There was also an architectural wonder I had on my list for a while that I never got around to: The Sainte Geneiveve Library just a block away from the Pantheon. The library is known to be a beautiful place to read and study and houses about two million historic documents that date back to the 9th century. What is crazy about this place is that as a student, you have to book a time slot and an actual assigned seat in the library, showing proof of your student status via a university ID. And any old visitors are not welcome at any time, as you cannot simply walk in. You have to book designated (and very limited) tours at specific hours, and the areas where you are allowed to stand/look are very small.
I didn’t do my research on this beforehand and thought we could just walk in. Alas, my timing was fortuitous because as I poked my head in to ask the security guard if we could enter, a library employee had just come back from her break. Without hesitation, she ushered me in, telling me in French that they usually don’t do this, but she’d make an exception for us given we were tourists from out of town. We got to stand in the same limited standing area overlooking the reading rows. And I looked up and snapped a few photos of the big windows, reading rows, and interior. And I remembered how I first learned about this library: the Boston Public Library, very well respected for its architecture both on the exterior and interior, was modeled after La Biblioteque Sainte Genevieve.

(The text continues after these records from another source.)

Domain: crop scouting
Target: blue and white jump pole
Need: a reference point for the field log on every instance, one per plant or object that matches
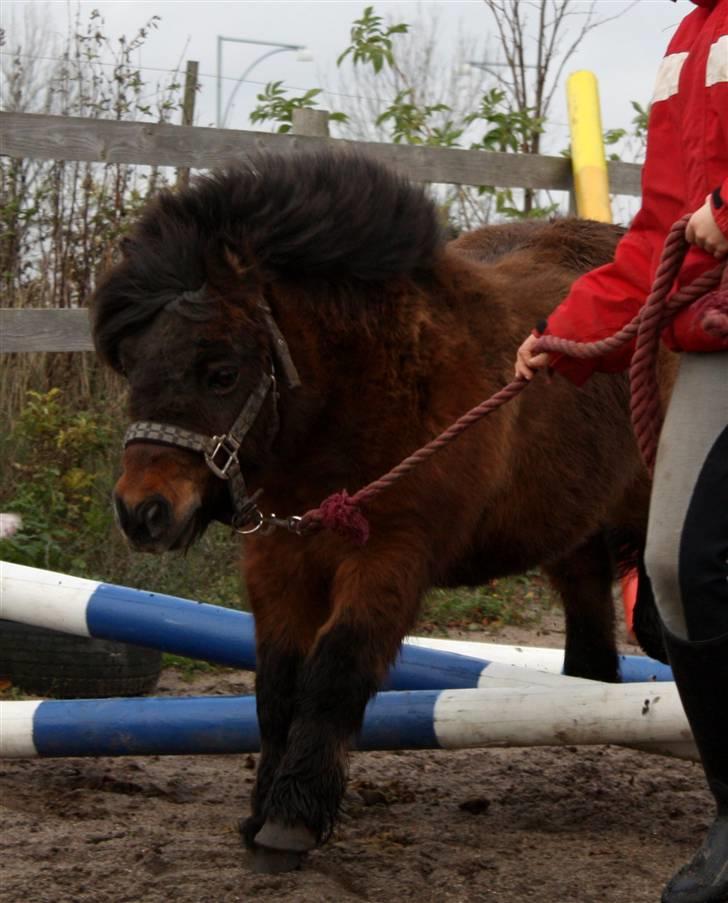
(212, 633)
(441, 707)
(648, 716)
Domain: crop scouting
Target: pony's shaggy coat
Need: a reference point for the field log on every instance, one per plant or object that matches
(395, 334)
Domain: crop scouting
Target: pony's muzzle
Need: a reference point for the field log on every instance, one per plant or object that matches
(146, 523)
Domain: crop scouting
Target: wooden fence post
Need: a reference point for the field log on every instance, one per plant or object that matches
(313, 123)
(188, 113)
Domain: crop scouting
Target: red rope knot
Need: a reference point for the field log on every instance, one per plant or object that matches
(714, 310)
(340, 513)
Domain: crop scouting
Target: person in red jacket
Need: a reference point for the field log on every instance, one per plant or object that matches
(685, 172)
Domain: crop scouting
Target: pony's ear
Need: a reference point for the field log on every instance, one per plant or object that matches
(126, 246)
(239, 267)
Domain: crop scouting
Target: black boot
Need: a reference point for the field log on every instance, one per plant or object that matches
(701, 674)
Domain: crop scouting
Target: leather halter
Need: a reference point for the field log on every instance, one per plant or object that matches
(221, 452)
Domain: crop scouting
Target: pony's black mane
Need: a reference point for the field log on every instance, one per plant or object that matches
(328, 215)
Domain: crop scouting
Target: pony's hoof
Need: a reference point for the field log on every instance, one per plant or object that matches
(267, 861)
(248, 827)
(295, 838)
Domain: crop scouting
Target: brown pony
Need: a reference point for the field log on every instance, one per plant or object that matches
(316, 293)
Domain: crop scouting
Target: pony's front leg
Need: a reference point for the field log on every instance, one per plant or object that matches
(375, 600)
(288, 614)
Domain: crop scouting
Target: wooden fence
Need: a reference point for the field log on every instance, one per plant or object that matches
(43, 137)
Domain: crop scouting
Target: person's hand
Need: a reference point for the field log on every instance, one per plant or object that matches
(703, 231)
(528, 363)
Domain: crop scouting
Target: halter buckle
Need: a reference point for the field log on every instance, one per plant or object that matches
(227, 444)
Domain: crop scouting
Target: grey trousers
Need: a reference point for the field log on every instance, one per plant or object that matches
(687, 539)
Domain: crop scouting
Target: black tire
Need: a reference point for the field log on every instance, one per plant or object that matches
(44, 662)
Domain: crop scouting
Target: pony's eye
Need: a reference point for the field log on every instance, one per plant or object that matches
(223, 380)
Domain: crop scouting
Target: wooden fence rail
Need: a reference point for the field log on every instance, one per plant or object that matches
(42, 137)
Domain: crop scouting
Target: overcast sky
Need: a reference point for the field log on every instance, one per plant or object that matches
(624, 53)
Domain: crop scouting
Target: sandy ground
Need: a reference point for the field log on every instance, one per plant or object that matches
(553, 825)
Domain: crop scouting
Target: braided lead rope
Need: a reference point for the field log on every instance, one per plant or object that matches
(342, 512)
(653, 316)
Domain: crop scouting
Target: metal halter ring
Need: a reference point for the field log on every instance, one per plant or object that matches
(227, 444)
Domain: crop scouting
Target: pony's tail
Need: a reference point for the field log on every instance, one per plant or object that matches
(628, 552)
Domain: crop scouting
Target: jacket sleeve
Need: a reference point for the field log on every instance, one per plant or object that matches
(603, 301)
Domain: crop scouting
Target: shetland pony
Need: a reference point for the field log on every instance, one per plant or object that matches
(316, 294)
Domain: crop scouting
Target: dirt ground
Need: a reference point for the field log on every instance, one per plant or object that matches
(552, 825)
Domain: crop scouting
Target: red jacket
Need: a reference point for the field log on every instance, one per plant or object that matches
(687, 158)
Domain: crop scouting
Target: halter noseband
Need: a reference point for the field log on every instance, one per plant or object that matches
(221, 452)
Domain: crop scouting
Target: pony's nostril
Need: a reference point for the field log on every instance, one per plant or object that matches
(153, 516)
(122, 514)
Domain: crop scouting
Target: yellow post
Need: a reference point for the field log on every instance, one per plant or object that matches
(591, 184)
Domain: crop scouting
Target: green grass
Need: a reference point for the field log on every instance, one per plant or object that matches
(520, 600)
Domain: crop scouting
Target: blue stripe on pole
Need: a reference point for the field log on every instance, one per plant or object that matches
(226, 636)
(207, 725)
(194, 629)
(419, 668)
(640, 669)
(146, 727)
(402, 720)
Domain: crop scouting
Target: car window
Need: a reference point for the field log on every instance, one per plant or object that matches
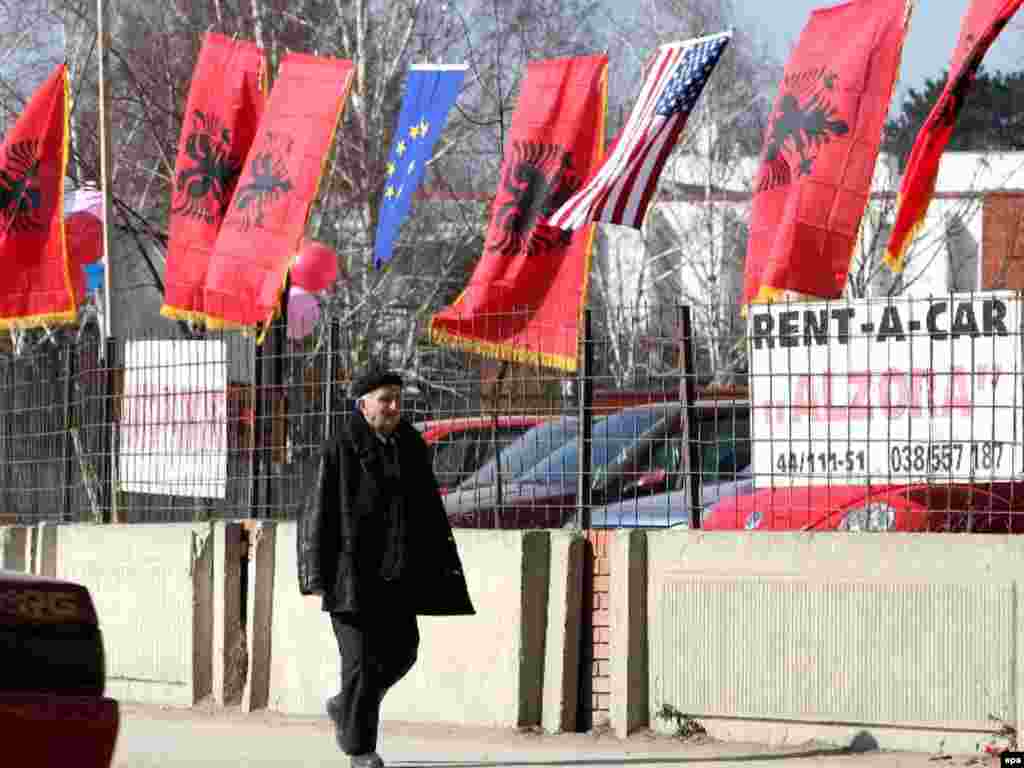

In the evening, after a last stop at the Paris Christmas markets, we walked through Place Vendome on our way back to the hotel for the night. Paris is one of those global cities that really takes Christmas seriously: all the department store facades were decked out in holiday cheer, and the plaza of Place Vendome and the shops that lined it were the definition of Christmas’s “merry and bright.” The lights twinkled all along the plaza, and it even had this beautiful children’s carousel with endless surrounding yellow and white twinkling lights, wreaths, and glittering Christmas trees.
While walking through the plaza, I actually thought about my mom and how even before she became a Jehovah’s Witness, she never enjoyed Christmas. She used to find the entire holiday a chore, from buying and wrapping gifts to making food to even having a Christmas tree with lights on in the living room. She used to insist that if she were sitting or lying down in the living room that the Christmas tree lights had to be turned off. She would complain and say, “They hurt my eyes! Shut them off!” So when she started studying to become a JW, it was an easy argument for her to completely nix any Christmas tree and lights. And while walking through Place Vendome, I just felt a little sad for her. Had she experienced so much trauma and hate in her life that she couldn’t find it in her heart to embrace this one “merry and bright” season of the year, especially since she knew her kids loved it so much?
But that’s why we learn from the past and try to create better experiences for our future. It’s why I’m so happy that I can create new family traditions for the own family I’ve chosen and formed and move away from all that inherited negativity of the past.